Do kradzieży doszło pod koniec października. Do Komisariatu Policji Poznań Nowe Miasto zgłosiła się kobieta, która oświadczyła, że ktoś włamał się do jej pokoju i ukradł sejf, w którym miała schowaną biżuterię wartą ponad 100 tysięcy złotych.
Jeszcze tego samego dnia policjanci zatrzymali głównego podejrzanego, a dzień później jego dwóch pomocników.
Jak ustalono, jeden z mężczyzn wyniósł sejf z pokoju w torbie sportowej, a następnie przekazał go swoim kolegom, którzy siedzieli w samochodzie.
Sejf otworzyli w warsztacie samochodowym, a główny inicjator całego zdarzenia oddał kolegom po jednym elemencie z biżuterii.
Podejrzani zatopili sejf w jednym z akwenów wodnych w Poznaniu, a część skradzionej biżuterii zakopali w lesie.

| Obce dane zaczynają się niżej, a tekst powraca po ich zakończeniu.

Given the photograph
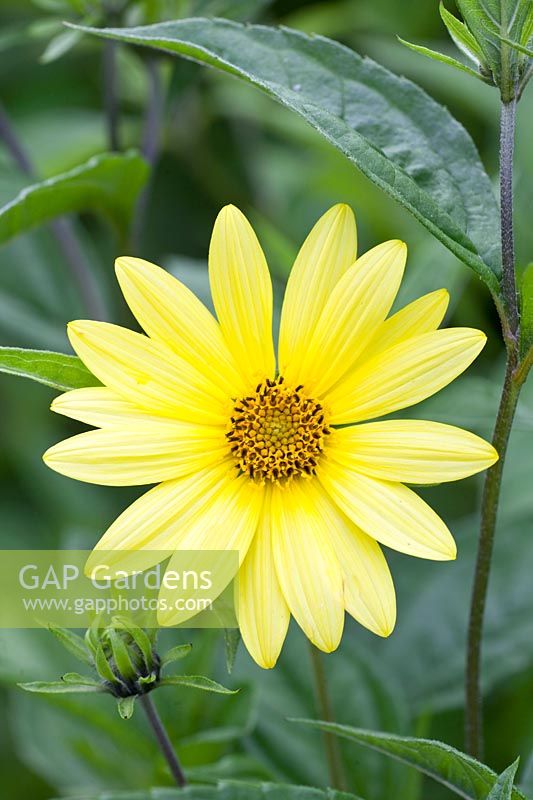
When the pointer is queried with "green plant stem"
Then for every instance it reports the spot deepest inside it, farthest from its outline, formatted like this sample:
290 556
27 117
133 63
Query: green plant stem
163 740
331 742
109 81
489 508
507 137
62 228
151 142
515 375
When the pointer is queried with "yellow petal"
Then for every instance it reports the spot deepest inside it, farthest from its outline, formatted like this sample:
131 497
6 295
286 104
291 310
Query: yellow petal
421 316
170 313
147 453
411 451
147 373
389 512
369 594
404 374
228 523
324 257
263 612
356 307
306 564
209 510
242 294
103 408
148 529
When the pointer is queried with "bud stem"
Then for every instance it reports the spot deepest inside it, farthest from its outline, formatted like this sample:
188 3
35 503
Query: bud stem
323 701
163 739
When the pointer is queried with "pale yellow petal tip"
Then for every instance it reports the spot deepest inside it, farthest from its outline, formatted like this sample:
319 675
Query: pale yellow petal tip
492 456
125 264
77 328
328 645
47 457
229 211
263 660
385 628
343 210
56 404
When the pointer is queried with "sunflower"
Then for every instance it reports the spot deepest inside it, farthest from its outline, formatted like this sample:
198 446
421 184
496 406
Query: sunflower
279 463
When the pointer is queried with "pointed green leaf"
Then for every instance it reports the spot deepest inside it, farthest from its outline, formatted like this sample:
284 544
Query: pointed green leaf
60 687
461 35
73 643
175 654
503 788
436 56
520 47
232 639
75 677
459 772
196 682
397 135
107 184
227 790
140 638
126 706
53 369
59 45
121 655
102 665
490 21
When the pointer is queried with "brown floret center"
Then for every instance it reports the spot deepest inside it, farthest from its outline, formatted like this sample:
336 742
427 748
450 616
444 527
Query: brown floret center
277 433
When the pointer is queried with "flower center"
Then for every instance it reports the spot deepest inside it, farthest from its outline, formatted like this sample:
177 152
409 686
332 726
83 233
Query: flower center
277 432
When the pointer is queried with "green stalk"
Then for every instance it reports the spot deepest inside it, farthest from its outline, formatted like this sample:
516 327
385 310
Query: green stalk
163 740
331 742
515 376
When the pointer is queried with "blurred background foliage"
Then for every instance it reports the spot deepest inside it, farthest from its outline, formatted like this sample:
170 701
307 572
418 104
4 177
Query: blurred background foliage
222 142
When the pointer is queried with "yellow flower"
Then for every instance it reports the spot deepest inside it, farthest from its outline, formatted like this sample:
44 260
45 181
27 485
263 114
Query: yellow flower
252 458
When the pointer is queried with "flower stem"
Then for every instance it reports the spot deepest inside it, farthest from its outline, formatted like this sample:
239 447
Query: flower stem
151 141
507 137
489 508
331 743
515 375
62 227
109 81
163 739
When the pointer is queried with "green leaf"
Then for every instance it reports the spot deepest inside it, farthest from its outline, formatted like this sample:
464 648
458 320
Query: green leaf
232 639
461 35
59 45
73 643
140 638
196 682
227 790
175 654
81 680
503 788
436 56
53 369
491 21
102 665
107 184
60 687
397 135
520 47
459 772
126 706
526 315
121 655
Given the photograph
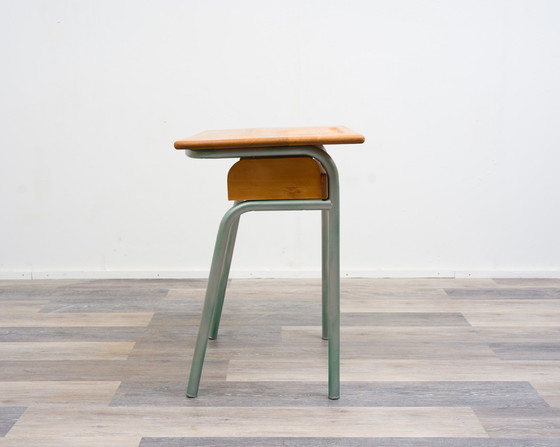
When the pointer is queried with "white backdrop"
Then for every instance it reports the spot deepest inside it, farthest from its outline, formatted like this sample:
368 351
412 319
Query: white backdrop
459 101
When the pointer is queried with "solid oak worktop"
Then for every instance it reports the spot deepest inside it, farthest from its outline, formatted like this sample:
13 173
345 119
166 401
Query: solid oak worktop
270 137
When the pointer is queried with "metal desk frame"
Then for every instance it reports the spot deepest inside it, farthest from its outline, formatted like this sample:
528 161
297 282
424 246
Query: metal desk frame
225 241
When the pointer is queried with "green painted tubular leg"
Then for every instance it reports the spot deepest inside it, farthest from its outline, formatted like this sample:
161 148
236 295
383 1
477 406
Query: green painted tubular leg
222 282
325 271
333 306
216 272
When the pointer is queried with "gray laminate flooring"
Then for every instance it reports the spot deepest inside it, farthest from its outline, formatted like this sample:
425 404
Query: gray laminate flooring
424 363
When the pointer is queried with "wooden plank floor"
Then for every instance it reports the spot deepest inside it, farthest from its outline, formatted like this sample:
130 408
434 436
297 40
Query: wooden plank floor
425 363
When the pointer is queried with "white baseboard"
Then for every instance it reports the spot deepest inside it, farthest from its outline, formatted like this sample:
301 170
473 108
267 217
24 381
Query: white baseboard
191 274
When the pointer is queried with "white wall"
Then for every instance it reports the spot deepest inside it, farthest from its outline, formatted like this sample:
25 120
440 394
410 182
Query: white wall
459 101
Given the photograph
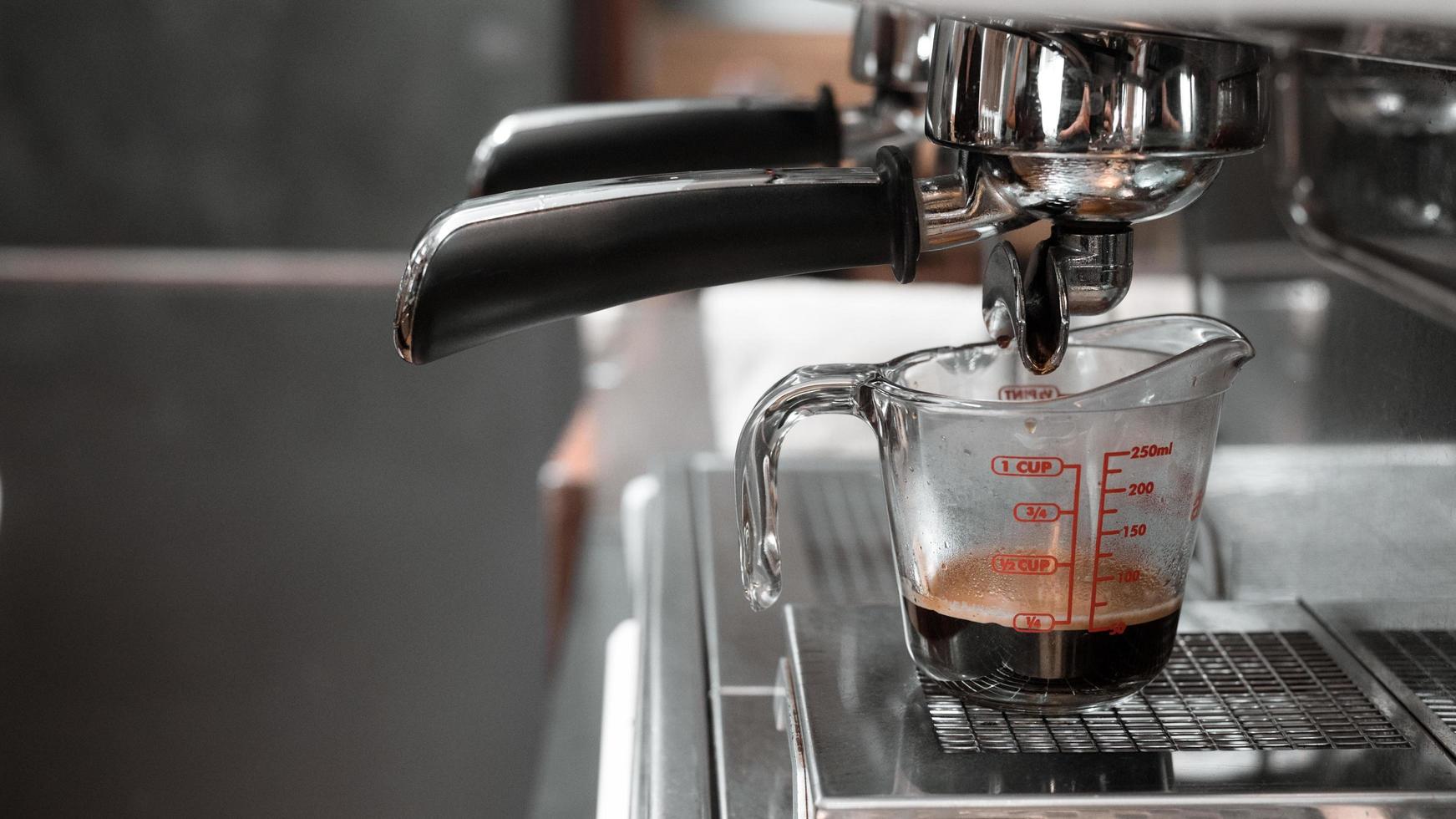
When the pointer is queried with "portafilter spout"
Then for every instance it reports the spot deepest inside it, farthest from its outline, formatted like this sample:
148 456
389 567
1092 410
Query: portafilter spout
1093 130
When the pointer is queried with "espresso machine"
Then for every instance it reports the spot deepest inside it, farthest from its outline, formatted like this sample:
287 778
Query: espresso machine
1315 666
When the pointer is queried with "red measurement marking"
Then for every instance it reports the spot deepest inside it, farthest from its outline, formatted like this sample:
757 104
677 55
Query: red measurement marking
1032 623
1037 511
1027 392
1076 507
1022 564
1022 466
1097 552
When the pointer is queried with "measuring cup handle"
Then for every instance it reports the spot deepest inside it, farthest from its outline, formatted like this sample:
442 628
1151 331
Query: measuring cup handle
807 391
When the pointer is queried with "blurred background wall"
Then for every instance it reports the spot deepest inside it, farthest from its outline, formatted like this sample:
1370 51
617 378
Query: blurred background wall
251 564
271 123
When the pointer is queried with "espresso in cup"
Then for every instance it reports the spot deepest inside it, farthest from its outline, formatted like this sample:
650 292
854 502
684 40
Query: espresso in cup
1021 638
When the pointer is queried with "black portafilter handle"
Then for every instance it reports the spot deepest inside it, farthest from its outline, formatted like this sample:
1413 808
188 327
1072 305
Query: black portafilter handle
498 264
629 139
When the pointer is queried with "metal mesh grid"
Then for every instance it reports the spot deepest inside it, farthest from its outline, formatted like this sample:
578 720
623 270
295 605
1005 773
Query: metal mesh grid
1423 660
1225 691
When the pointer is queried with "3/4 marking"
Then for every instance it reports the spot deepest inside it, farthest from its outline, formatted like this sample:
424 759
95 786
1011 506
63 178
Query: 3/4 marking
1037 511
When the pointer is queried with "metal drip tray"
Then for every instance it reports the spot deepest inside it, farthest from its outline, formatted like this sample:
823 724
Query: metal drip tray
1261 711
1410 648
1424 662
1222 691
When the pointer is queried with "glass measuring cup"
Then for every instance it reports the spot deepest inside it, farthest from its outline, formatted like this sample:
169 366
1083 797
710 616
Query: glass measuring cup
1042 525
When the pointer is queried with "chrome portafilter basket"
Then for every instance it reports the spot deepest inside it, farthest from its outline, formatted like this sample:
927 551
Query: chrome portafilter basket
1089 129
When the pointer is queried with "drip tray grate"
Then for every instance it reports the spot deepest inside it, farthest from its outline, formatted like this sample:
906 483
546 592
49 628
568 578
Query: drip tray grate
1220 691
1424 662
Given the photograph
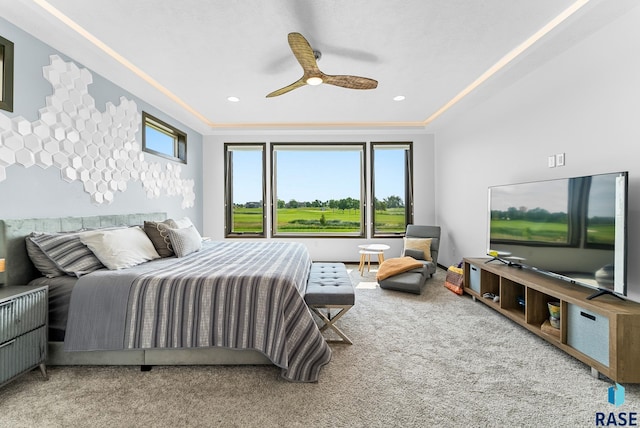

Dodatkowo, jeden z mężczyzn sprzedał część łupu w okolicznych lombardach.
Policjantom udało się ustalić, gdzie zakopano i sprzedano biżuterię. Już kilka dni po zdarzeniu, funkcjonariusze zwrócili niemal całość własności.
Mężczyzna, który dokonał kradzieży z włamaniem może trafić do więzienia nawet na 10 lat. Jego pomocnicy odpowiedzą za utrudnianie postępowania, za co grozi kara do 5 lat pozbawienia wolności.